Я не доказываю, но утверждаю, что вера в Голгофу потому нужна, что иначе человечество превратится в безумных. Отвергните Голгофу — тогда или превращайтесь в тупых, ничего не видящих, не чувствующих, ничем не болеющих, бездушных манекенов, безличных и жалких полулюдей, или откройте двери вашей комнаты для человеческих криков и стонов, и тогда бегите, как умоисступленный, на край света…
Примите Голгофу — и тогда не надевайте траура и не бейтесь истерически головой о голгофский крест, а поверьте всей душой своей, что смерть уже побеждена, что мир уже получил силы для своего спасения, — и лишь нужно проявить эти силы во всю их потенциальную мощь. И тогда не делайтесь сумасшедшим, а с серьезной, глубокой радостью, в которой и смех, и слезы сочетались чудом каким-то в одно, — идите в жизнь для совершения своего великого жизненного подвига. Если вы поверите по-настоящему в Голгофу — вы не будете растерянно хвататься за голову при виде чужого горя и не будете свои жалкие личные невзгоды переживать как «венец мученический». Вы будете страдать глубокой скорбью вместе с страдающими, в то же время связывая данный момент с вечностью, частное — с общим, индивидуальное — с общечеловеческим, земное — с космическим, смерть — с воскресением; вы найдете в себе «божественные» силы не пасть под ношей этих безмерных человеческих страданий, вы найдете в себе силы выйти на победоносную борьбу с ними.

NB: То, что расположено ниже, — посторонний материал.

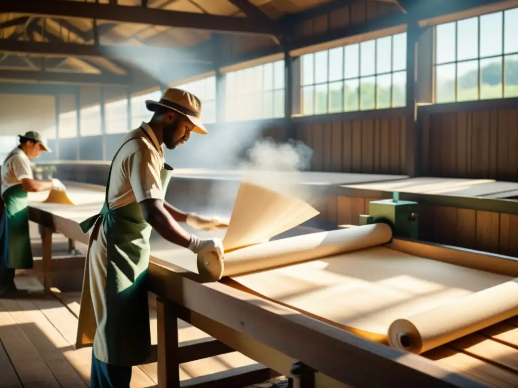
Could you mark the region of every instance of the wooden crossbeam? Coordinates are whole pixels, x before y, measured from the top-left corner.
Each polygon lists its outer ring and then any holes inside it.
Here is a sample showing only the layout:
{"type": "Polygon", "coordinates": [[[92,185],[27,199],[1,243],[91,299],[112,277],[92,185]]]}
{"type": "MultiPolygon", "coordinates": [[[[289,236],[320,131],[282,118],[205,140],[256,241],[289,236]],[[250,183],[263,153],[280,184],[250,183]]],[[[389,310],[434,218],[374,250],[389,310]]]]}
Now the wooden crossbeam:
{"type": "Polygon", "coordinates": [[[135,57],[177,63],[210,63],[200,54],[166,47],[120,45],[81,44],[61,42],[27,42],[0,40],[0,52],[45,56],[103,57],[125,59],[135,57]]]}
{"type": "Polygon", "coordinates": [[[44,83],[111,85],[118,86],[127,86],[131,83],[131,79],[127,76],[13,70],[0,70],[0,80],[1,80],[30,81],[44,83]]]}
{"type": "Polygon", "coordinates": [[[8,2],[0,6],[0,12],[49,18],[87,18],[111,22],[229,33],[266,35],[279,33],[274,23],[268,21],[251,21],[246,18],[67,0],[8,2]]]}

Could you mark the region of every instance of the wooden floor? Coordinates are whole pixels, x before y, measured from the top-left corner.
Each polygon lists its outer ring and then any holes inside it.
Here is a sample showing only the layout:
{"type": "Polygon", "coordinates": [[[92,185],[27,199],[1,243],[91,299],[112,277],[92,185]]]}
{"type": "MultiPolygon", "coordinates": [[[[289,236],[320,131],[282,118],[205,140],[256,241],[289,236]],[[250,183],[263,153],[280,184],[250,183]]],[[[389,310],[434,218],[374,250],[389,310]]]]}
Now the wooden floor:
{"type": "MultiPolygon", "coordinates": [[[[38,229],[31,223],[33,253],[41,259],[38,229]]],[[[68,242],[54,235],[53,256],[66,255],[68,242]]],[[[0,299],[0,388],[75,388],[90,385],[92,348],[76,350],[81,293],[60,292],[45,298],[43,288],[30,272],[21,272],[16,281],[20,288],[33,293],[16,300],[0,299]]],[[[155,300],[150,295],[151,342],[157,342],[155,300]]],[[[179,341],[208,337],[200,330],[179,321],[179,341]]],[[[237,352],[182,364],[180,379],[203,381],[204,376],[225,372],[233,368],[259,366],[237,352]]],[[[254,385],[271,387],[282,378],[254,385]]],[[[132,388],[156,386],[156,363],[133,368],[132,388]]]]}
{"type": "MultiPolygon", "coordinates": [[[[34,229],[32,229],[34,231],[34,229]]],[[[40,248],[35,238],[33,252],[40,248]]],[[[54,236],[54,254],[67,248],[66,240],[54,236]]],[[[19,287],[41,290],[30,274],[16,279],[19,287]]],[[[37,295],[37,294],[36,294],[37,295]]],[[[0,300],[0,388],[86,387],[89,385],[91,348],[75,350],[79,292],[55,292],[48,299],[35,296],[0,300]]],[[[150,297],[152,342],[156,343],[154,301],[150,297]]],[[[447,319],[447,317],[446,317],[447,319]]],[[[207,334],[179,321],[179,341],[207,337],[207,334]]],[[[465,375],[496,388],[518,387],[518,316],[429,351],[423,356],[447,370],[465,375]]],[[[246,368],[255,363],[237,352],[182,364],[183,381],[246,368]]],[[[192,380],[191,381],[194,381],[192,380]]],[[[154,387],[156,364],[133,368],[132,388],[154,387]]],[[[271,382],[254,387],[272,386],[271,382]]]]}
{"type": "MultiPolygon", "coordinates": [[[[34,279],[17,279],[20,287],[36,287],[34,279]]],[[[0,387],[89,386],[91,348],[76,350],[80,293],[55,293],[45,299],[0,299],[0,387]]],[[[156,315],[151,308],[152,342],[156,343],[156,315]]],[[[182,321],[179,322],[179,341],[208,336],[182,321]]],[[[203,379],[212,374],[256,364],[236,352],[182,364],[182,381],[203,379]]],[[[272,386],[271,382],[257,386],[272,386]]],[[[156,363],[133,367],[132,388],[155,387],[156,363]]]]}

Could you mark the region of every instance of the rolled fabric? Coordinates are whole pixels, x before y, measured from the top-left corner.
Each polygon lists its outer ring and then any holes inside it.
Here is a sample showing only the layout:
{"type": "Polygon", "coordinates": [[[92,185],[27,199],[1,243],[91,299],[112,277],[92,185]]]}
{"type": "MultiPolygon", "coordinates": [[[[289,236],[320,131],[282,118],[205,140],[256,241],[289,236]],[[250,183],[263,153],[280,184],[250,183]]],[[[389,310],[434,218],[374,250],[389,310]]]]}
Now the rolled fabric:
{"type": "Polygon", "coordinates": [[[215,255],[200,255],[198,272],[207,279],[263,271],[333,255],[358,250],[388,242],[392,231],[377,223],[296,236],[245,247],[224,256],[224,265],[215,255]]]}
{"type": "Polygon", "coordinates": [[[421,354],[518,315],[518,279],[395,321],[389,345],[421,354]]]}

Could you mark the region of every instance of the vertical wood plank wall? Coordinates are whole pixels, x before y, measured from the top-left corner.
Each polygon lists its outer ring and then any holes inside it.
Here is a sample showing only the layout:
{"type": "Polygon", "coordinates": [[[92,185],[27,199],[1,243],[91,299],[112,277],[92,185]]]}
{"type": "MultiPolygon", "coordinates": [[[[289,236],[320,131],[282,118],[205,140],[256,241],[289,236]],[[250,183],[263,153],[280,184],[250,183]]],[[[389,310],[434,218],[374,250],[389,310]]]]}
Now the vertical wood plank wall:
{"type": "Polygon", "coordinates": [[[296,126],[297,140],[313,150],[312,171],[405,173],[406,122],[402,116],[296,126]]]}
{"type": "MultiPolygon", "coordinates": [[[[319,220],[357,225],[378,198],[327,196],[318,210],[319,220]]],[[[419,240],[515,257],[518,215],[453,207],[419,205],[419,240]]]]}
{"type": "Polygon", "coordinates": [[[422,120],[422,175],[518,182],[518,108],[502,103],[422,120]]]}

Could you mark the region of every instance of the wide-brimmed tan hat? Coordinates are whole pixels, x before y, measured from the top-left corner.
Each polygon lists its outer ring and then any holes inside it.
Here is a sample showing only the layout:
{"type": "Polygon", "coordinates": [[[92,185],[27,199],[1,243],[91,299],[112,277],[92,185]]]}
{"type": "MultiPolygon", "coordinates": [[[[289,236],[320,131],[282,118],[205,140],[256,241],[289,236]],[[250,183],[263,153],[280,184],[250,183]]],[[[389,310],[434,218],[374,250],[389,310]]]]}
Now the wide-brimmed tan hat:
{"type": "Polygon", "coordinates": [[[28,132],[26,132],[25,135],[19,135],[18,137],[25,138],[25,139],[28,139],[30,140],[34,140],[35,142],[37,142],[41,144],[41,146],[43,147],[44,151],[47,151],[47,152],[52,152],[52,151],[50,151],[50,148],[49,148],[49,146],[47,144],[47,139],[45,138],[45,137],[39,132],[29,131],[28,132]]]}
{"type": "Polygon", "coordinates": [[[147,100],[146,106],[149,110],[154,112],[157,106],[168,108],[171,110],[186,116],[196,126],[193,132],[202,135],[207,135],[207,129],[200,117],[202,116],[202,101],[192,93],[189,92],[170,88],[165,91],[160,101],[147,100]]]}

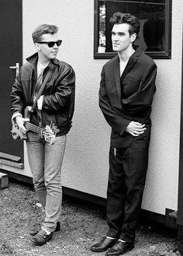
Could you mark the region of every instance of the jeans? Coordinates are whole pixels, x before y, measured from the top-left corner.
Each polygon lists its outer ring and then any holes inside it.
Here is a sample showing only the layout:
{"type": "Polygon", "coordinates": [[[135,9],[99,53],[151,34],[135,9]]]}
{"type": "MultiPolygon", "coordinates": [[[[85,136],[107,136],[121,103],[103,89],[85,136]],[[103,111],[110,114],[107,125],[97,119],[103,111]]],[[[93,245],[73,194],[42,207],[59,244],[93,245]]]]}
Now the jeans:
{"type": "Polygon", "coordinates": [[[54,145],[45,142],[38,134],[28,132],[27,154],[34,188],[45,210],[42,228],[55,230],[61,213],[61,166],[67,136],[56,137],[54,145]]]}

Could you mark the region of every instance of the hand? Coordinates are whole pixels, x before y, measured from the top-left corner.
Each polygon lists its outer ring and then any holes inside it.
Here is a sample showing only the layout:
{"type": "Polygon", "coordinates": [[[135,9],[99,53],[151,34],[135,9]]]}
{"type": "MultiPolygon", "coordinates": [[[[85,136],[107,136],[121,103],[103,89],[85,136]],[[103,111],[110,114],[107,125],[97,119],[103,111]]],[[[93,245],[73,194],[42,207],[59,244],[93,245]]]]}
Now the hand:
{"type": "Polygon", "coordinates": [[[16,124],[19,126],[19,128],[20,129],[20,131],[22,131],[24,133],[26,132],[26,129],[25,126],[23,125],[26,121],[26,120],[25,118],[23,118],[20,116],[18,116],[16,117],[16,124]]]}
{"type": "Polygon", "coordinates": [[[142,124],[139,122],[131,121],[126,128],[126,132],[132,135],[133,136],[139,136],[143,134],[147,128],[145,124],[142,124]]]}

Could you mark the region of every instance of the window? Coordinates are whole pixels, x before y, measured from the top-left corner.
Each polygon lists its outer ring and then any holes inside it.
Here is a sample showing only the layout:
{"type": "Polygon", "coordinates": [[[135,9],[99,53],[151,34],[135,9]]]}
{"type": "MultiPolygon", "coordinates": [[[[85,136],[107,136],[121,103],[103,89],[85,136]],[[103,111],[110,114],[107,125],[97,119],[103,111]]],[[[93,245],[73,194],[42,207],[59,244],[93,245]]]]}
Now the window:
{"type": "Polygon", "coordinates": [[[153,58],[171,58],[171,0],[95,0],[94,58],[112,58],[109,19],[116,12],[140,21],[135,44],[153,58]]]}

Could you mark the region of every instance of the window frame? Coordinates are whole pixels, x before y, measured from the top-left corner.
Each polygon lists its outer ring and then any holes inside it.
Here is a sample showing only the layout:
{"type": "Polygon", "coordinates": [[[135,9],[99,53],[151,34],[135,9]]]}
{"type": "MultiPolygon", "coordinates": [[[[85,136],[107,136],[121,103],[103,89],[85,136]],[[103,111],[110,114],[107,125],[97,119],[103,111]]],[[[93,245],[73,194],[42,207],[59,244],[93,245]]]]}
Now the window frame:
{"type": "MultiPolygon", "coordinates": [[[[94,59],[110,59],[116,55],[116,52],[98,52],[98,42],[99,37],[98,4],[101,0],[94,0],[94,59]]],[[[116,0],[105,0],[106,2],[116,2],[116,0]]],[[[120,0],[118,0],[120,1],[120,0]]],[[[124,0],[123,0],[124,1],[124,0]]],[[[128,0],[125,0],[128,2],[128,0]]],[[[156,0],[154,0],[155,2],[156,0]]],[[[129,1],[131,2],[131,1],[129,1]]],[[[171,58],[171,9],[172,0],[165,0],[165,43],[164,51],[144,51],[154,59],[171,58]]]]}

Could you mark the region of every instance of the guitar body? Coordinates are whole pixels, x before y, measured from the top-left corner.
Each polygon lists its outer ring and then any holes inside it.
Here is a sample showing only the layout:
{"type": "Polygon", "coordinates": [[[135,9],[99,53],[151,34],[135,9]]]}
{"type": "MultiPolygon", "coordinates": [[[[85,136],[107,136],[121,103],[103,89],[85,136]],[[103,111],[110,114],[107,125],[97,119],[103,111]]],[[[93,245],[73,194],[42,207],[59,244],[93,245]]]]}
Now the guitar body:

Вера в Голгофу, понятая не как «казнь», а как победа над самой страшной «мировой казнью», над смертью, — сделает человека бесстрастным в смысле отсутствия рабской привязанности к наслаждениям плоти, равнодушным ко всем личным неудачам, сильным и бесстрашным в борьбе со злом мира, во всех его безграничных проявлениях.
Крест — символ не траурной религии, не страдания, а победной религии воскресения. Он соединил в одно печаль «потемневшего неба» и радость Зеленой Галилеи.
*Т. 1-2. М.: Даръ, 2008-2011. — Ред.